Monday, November 12, 2007

The Story of Hamid Sayadi

I urge everyone to read Chris Collin's moving report of a post-9/11 harrassment case in the US. Chris, who writes a weekly column for the San Francisco chronicle, speaks with a fair amount of empathy, though rightly dispassionate to maintain 'objectivity' in whichever way you may understand the concept or semantic, which is all but missing from journalism these days. Or was virtue ever mainstream?

His story is one of the many that have both nothing and everything to do with 9/11. A witty and eloquent Kurdish-American in his 50s, Sayadi waved the flag of his adopted country and cheered its military for three decades — all to end up stripped to his underwear one day, in the boiler room of his workplace, he says, a ragged and sobbing husk of his former self.

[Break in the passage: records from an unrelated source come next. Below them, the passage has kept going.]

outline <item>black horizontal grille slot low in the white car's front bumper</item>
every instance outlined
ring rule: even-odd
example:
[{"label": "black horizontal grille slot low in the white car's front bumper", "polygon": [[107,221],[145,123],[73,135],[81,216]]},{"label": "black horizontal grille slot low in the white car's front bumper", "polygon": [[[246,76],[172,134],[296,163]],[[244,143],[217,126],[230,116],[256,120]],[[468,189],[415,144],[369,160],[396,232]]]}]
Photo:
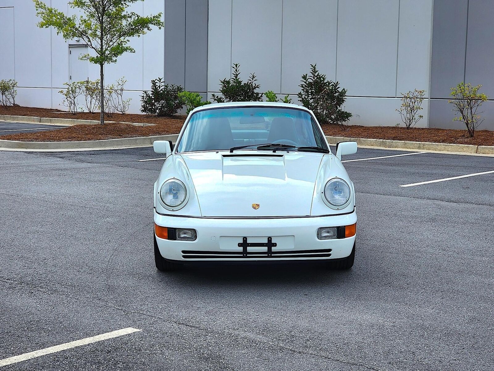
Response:
[{"label": "black horizontal grille slot low in the white car's front bumper", "polygon": [[273,251],[271,256],[267,251],[194,251],[182,250],[184,259],[256,259],[256,258],[329,258],[331,249]]}]

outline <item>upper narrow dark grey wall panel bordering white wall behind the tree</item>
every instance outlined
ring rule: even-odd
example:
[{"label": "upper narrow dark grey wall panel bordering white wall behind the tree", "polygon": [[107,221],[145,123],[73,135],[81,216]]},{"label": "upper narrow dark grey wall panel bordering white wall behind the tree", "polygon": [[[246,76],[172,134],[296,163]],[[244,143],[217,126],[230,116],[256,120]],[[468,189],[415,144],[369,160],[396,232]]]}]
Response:
[{"label": "upper narrow dark grey wall panel bordering white wall behind the tree", "polygon": [[165,81],[185,84],[184,0],[165,0]]}]

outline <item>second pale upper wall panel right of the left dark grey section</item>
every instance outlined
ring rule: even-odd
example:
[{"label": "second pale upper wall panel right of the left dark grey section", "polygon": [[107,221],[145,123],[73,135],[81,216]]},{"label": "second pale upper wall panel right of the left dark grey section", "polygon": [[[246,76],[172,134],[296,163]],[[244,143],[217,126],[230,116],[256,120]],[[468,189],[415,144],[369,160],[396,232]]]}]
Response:
[{"label": "second pale upper wall panel right of the left dark grey section", "polygon": [[255,73],[261,91],[281,84],[282,0],[233,0],[232,63],[240,63],[243,80]]}]

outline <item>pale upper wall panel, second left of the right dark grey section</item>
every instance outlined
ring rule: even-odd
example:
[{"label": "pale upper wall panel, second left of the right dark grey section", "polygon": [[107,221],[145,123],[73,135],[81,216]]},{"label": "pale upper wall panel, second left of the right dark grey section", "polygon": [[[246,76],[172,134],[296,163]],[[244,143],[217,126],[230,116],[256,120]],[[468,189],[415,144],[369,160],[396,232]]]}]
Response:
[{"label": "pale upper wall panel, second left of the right dark grey section", "polygon": [[336,79],[349,95],[395,96],[399,1],[338,5]]}]

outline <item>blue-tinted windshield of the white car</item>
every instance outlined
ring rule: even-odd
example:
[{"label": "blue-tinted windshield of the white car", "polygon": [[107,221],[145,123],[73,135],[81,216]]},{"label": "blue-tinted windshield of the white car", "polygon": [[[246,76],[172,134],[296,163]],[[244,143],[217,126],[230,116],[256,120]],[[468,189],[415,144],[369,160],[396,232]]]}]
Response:
[{"label": "blue-tinted windshield of the white car", "polygon": [[231,107],[196,112],[177,152],[228,150],[236,146],[276,143],[328,149],[311,115],[286,107]]}]

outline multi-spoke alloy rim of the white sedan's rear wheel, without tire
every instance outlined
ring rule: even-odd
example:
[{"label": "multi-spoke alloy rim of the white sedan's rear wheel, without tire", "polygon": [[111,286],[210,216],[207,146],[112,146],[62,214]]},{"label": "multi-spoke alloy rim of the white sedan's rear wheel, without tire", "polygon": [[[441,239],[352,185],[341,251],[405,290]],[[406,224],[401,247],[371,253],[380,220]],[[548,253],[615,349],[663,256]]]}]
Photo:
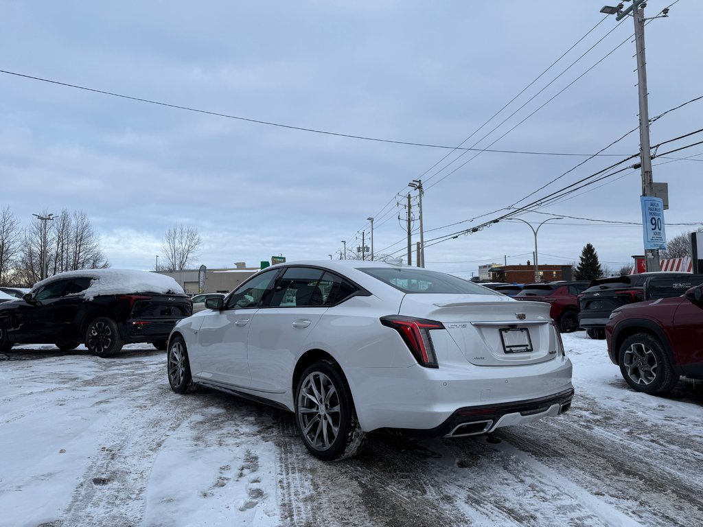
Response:
[{"label": "multi-spoke alloy rim of the white sedan's rear wheel, without tire", "polygon": [[342,417],[332,379],[323,372],[311,372],[300,386],[297,412],[308,443],[318,450],[330,448],[339,434]]}]

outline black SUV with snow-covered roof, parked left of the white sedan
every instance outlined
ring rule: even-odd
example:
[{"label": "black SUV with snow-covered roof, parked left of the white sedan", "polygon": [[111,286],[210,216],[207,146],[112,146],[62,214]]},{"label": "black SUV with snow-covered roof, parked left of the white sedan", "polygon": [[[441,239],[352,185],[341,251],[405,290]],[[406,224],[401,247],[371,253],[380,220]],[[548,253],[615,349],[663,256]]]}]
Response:
[{"label": "black SUV with snow-covered roof, parked left of the white sedan", "polygon": [[22,299],[0,304],[0,353],[14,344],[80,344],[107,357],[122,345],[166,349],[193,303],[173,278],[146,271],[68,271],[37,282]]}]

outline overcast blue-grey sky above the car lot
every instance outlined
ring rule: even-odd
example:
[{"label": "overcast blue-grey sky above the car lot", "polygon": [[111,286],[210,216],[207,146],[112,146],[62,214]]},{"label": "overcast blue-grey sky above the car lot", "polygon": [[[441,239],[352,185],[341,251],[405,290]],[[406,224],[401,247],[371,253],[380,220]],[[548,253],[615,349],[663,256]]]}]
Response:
[{"label": "overcast blue-grey sky above the car lot", "polygon": [[[376,254],[405,257],[408,191],[419,241],[407,186],[418,179],[427,267],[468,278],[483,263],[526,263],[534,235],[520,221],[442,237],[638,152],[633,131],[587,157],[638,126],[633,20],[602,15],[604,1],[5,2],[0,207],[23,225],[86,212],[116,268],[153,269],[176,223],[202,237],[194,267],[339,258],[341,240],[356,249],[364,231],[370,246],[368,217]],[[645,15],[671,4],[645,29],[650,118],[703,96],[703,2],[652,0]],[[651,143],[702,124],[700,100],[657,119]],[[446,147],[470,137],[466,148],[503,152],[290,127]],[[702,161],[698,145],[652,162],[669,183],[669,238],[703,224]],[[586,243],[614,271],[643,253],[634,162],[520,215],[535,228],[564,218],[539,230],[540,263],[578,261]]]}]

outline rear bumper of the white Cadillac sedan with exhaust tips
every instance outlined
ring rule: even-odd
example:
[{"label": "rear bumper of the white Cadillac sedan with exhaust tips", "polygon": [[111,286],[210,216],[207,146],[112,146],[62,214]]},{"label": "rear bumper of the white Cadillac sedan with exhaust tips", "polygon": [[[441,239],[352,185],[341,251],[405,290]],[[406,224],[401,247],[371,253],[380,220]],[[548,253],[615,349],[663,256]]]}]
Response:
[{"label": "rear bumper of the white Cadillac sedan with exhaust tips", "polygon": [[[364,431],[401,429],[435,437],[485,434],[565,412],[574,393],[572,364],[563,356],[523,366],[418,365],[345,372]],[[467,426],[458,430],[463,424]]]}]

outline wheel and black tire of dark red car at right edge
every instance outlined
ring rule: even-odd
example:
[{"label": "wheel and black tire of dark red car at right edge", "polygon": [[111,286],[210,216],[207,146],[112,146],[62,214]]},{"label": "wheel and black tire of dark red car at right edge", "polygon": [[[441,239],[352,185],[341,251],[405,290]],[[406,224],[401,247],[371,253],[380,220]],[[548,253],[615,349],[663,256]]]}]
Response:
[{"label": "wheel and black tire of dark red car at right edge", "polygon": [[678,384],[678,375],[662,343],[651,334],[636,333],[627,337],[618,353],[620,372],[633,390],[657,395],[669,393]]}]

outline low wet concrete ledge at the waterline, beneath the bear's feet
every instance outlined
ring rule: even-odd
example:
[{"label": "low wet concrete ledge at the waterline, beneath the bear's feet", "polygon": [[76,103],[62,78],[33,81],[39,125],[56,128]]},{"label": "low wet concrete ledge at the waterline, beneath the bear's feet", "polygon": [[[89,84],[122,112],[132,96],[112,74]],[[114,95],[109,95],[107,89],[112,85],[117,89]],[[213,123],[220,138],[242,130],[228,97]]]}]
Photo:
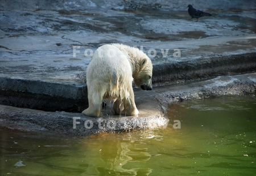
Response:
[{"label": "low wet concrete ledge at the waterline, beneath the bear's feet", "polygon": [[47,112],[0,105],[0,122],[2,127],[16,130],[48,131],[70,135],[164,128],[169,121],[164,114],[171,102],[222,95],[243,95],[255,91],[256,73],[218,76],[186,85],[158,87],[152,92],[136,91],[135,101],[140,111],[138,116],[104,115],[102,118],[92,118],[81,113]]}]

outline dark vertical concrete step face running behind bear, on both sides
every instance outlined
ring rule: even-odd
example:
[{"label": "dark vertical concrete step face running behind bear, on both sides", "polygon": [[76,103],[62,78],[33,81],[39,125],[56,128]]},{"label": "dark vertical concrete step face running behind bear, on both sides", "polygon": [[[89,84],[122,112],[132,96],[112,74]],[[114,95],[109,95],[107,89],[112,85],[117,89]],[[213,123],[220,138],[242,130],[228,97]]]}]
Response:
[{"label": "dark vertical concrete step face running behind bear, on both sides", "polygon": [[[182,83],[256,71],[256,53],[199,58],[154,65],[154,86]],[[81,73],[81,75],[84,75]],[[81,112],[88,106],[87,89],[80,84],[0,78],[0,104],[46,111]]]}]

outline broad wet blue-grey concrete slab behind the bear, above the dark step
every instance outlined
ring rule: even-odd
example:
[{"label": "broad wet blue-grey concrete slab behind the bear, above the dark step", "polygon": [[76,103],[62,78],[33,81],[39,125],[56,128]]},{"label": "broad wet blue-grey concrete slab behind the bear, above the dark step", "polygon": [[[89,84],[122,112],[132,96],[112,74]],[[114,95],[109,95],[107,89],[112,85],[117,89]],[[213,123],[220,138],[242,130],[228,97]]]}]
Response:
[{"label": "broad wet blue-grey concrete slab behind the bear, above the dark step", "polygon": [[254,53],[256,46],[254,10],[218,12],[197,23],[187,11],[1,13],[0,76],[7,78],[81,84],[76,78],[90,51],[111,42],[138,46],[154,65]]}]

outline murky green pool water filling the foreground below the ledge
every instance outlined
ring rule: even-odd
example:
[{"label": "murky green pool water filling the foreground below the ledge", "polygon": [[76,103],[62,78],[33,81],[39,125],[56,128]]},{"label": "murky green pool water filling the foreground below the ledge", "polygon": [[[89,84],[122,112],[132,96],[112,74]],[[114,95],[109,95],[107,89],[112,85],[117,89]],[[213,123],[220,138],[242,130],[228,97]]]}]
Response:
[{"label": "murky green pool water filling the foreground below the ledge", "polygon": [[0,175],[255,175],[254,95],[169,108],[170,124],[158,130],[77,137],[1,128]]}]

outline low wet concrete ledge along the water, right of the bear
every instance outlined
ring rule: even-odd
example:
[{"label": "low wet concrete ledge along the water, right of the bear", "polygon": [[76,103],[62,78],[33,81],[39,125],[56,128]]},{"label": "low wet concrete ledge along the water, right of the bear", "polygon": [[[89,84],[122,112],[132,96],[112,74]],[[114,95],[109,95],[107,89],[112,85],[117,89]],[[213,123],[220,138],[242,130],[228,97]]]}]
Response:
[{"label": "low wet concrete ledge along the water, right of the bear", "polygon": [[214,79],[159,88],[156,96],[163,104],[175,101],[198,100],[202,98],[243,95],[256,92],[256,73],[218,76]]}]

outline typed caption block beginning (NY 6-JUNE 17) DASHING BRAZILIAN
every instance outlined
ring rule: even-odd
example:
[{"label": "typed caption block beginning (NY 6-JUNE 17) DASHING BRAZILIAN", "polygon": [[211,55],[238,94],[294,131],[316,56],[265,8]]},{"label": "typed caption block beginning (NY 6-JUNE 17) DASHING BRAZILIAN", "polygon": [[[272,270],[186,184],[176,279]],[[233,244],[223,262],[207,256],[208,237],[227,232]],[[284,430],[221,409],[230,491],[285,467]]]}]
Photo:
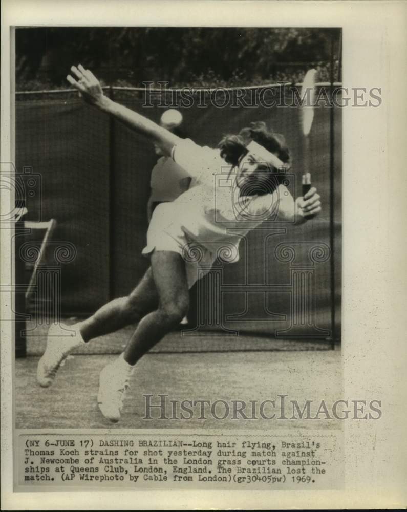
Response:
[{"label": "typed caption block beginning (NY 6-JUNE 17) DASHING BRAZILIAN", "polygon": [[341,438],[336,431],[20,435],[16,490],[336,489],[342,485]]}]

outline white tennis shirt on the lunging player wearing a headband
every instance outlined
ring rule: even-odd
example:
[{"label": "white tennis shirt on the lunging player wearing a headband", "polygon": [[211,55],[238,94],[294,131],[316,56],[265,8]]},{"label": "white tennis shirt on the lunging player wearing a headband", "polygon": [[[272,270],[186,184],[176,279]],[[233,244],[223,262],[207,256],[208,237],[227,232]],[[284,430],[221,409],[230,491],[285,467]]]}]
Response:
[{"label": "white tennis shirt on the lunging player wearing a headband", "polygon": [[[239,243],[251,229],[270,216],[276,222],[294,220],[294,199],[287,187],[278,185],[271,194],[240,197],[235,184],[238,169],[227,164],[220,150],[183,139],[173,147],[173,160],[192,178],[189,190],[167,205],[170,234],[175,225],[215,253],[226,242],[233,247],[230,261],[239,259]],[[154,214],[153,214],[154,216]]]}]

My apologies to Chris and my readers for such a tardy response. I consider this story a people's case of Islamophobia. We know that 'Islamophobia' is in danger of being hijacked by some Muslims who wish to deny their wrong behaviour, just like the supporters of Israel who hurl the charge of 'anti-Semitism' whoever questions their apartheid. And I think we have to watch out for that. I try to allay that fear by having several posts on "introspection" on this blog. However, there is no doubt that there exists a people's case of Islamophobia. What I mean by a "people's case" is that its victims are Muslim individuals, because they are Muslims or even Arab or African Christians. The "people's case" of Islamophobia is affected by the "cultural and religious case" of Islamophobia, which have been concocted from European expeditions to the Orient, purposes of which are/were not merely enlightened curiosity, contrary to what the agent of the Cold and New War Bernard Lewis writes, but which have been a time-honoured excuse for imperialism. I think I may gone a bit off tangent, but that's what I consider this: a people's case of Islamophobia. This can be fought by the media, and salutations to Chris for informing the public in such an eloquent and noble journalistic capacity.